While Goolsbee was careful to say that the Fed should still prioritize its mission to bring down elevated price pressures, he said that signs are emerging that banks are pulling back on lending, helping the Fed. Almost as if the Fed precipitated the bank failure to enable it to achieve its economic slowdown mission faster.

“We’ve been tightening financial conditions to bring inflation down, so if the response to recent banking problems leads to financial tightening, monetary policy has to do less,” he said.

According to Goolsbee, that contraction could equal somewhere between 25 to 75 basis points of tightening, which not coincidentally is exactly what Goldman calculates last week; Goldman of course is the same bank that has also been pushing for a rate hike pause to "assess" the economic damage before resuming hikes again later in the year.

Goolsbee’s emphasis on watching credit conditions differ from that of his even dumber colleagues who insist that the Fed needs to do more to tame prices (the same prices which are soaring thanks to the Fed's inaction in 2021), recession and credit crunch be damned.

Goolsbee's most prominent foil is another Wall Street muppet, formern Goldman staffer and upward failing Minneapolis Fed President Neel Kashkari, who said last month that though it’ll take a while to see the full effects of the banking fallout, the Fed still has more work to do to lower inflation, and may have to hike rates all the way until 6%.

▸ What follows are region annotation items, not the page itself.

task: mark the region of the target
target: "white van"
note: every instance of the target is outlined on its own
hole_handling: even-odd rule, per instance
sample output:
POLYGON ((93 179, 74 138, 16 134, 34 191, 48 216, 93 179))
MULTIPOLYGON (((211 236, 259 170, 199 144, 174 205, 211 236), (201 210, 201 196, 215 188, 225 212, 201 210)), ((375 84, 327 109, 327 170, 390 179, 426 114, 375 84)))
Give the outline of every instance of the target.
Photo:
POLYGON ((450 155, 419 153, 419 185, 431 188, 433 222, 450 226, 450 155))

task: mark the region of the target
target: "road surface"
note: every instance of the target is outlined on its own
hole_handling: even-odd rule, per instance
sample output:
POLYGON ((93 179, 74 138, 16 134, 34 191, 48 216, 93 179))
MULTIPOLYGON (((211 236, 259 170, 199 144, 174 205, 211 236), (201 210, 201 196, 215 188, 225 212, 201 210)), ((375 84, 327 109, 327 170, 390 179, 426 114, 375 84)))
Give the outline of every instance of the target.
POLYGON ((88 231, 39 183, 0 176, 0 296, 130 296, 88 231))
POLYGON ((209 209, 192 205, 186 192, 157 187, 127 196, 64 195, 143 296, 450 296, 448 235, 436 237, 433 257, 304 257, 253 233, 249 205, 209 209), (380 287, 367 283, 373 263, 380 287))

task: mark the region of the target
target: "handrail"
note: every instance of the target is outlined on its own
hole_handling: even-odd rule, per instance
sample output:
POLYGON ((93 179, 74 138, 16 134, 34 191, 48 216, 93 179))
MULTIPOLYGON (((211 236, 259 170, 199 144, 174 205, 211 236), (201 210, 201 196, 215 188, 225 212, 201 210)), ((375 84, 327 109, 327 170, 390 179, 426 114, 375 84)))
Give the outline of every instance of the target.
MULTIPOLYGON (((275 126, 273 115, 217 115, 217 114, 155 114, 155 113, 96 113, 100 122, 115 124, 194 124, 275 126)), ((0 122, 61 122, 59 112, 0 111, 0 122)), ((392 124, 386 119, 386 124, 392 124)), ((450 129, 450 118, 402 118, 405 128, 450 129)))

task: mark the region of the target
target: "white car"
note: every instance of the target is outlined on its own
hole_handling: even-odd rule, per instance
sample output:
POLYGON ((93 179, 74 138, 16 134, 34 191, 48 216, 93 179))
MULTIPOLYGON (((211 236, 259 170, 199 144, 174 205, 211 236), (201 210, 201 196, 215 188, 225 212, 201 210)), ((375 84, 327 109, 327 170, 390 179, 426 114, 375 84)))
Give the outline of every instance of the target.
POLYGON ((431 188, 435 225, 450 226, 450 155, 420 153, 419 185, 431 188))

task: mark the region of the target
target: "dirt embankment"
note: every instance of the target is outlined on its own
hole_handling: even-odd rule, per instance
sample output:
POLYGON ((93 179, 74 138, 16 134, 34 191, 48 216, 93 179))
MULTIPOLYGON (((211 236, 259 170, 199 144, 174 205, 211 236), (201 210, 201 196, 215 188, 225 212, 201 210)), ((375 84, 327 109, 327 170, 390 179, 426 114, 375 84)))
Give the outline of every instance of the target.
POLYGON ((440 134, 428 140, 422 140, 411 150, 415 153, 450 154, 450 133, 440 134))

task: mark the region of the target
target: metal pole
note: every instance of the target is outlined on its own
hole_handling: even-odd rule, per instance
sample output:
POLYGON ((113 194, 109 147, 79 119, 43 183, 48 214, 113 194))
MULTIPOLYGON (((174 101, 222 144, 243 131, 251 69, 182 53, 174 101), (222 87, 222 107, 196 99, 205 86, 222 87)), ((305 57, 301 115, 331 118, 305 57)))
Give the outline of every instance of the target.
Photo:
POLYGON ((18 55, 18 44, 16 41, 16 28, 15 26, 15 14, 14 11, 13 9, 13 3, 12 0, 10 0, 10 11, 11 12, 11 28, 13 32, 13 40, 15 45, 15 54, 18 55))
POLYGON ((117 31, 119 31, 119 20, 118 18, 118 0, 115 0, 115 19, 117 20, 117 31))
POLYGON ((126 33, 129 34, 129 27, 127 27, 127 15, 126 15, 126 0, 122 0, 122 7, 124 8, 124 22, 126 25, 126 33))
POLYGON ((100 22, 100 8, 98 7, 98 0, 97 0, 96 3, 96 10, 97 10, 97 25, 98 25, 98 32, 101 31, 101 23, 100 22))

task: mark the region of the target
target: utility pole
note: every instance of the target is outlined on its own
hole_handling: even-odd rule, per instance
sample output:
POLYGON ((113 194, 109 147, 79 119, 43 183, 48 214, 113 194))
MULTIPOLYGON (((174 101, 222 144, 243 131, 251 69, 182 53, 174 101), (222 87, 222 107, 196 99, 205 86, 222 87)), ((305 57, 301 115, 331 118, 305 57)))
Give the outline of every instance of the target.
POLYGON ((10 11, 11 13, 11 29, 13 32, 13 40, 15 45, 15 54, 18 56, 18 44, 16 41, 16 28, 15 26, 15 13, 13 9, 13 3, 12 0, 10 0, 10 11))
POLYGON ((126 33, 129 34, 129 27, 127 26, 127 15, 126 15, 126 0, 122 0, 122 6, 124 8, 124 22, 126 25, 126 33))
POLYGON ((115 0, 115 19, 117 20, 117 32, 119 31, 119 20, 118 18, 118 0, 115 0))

New York Fed President John Williams, a permanent voter on the Federal Open Market Committee, said Tuesday at a separate event that one more rate increase is a “reasonable starting place” for officials.

Goolsbee also nodded to the standoff in Congress about raising the country’s debt limit. “Moments of financial stress are a particularly bad time to take actions that could ignite a financial crisis on their own like, say, defaulting on U.S. Treasuries in a fight over the debt limit,” Goolsbee said.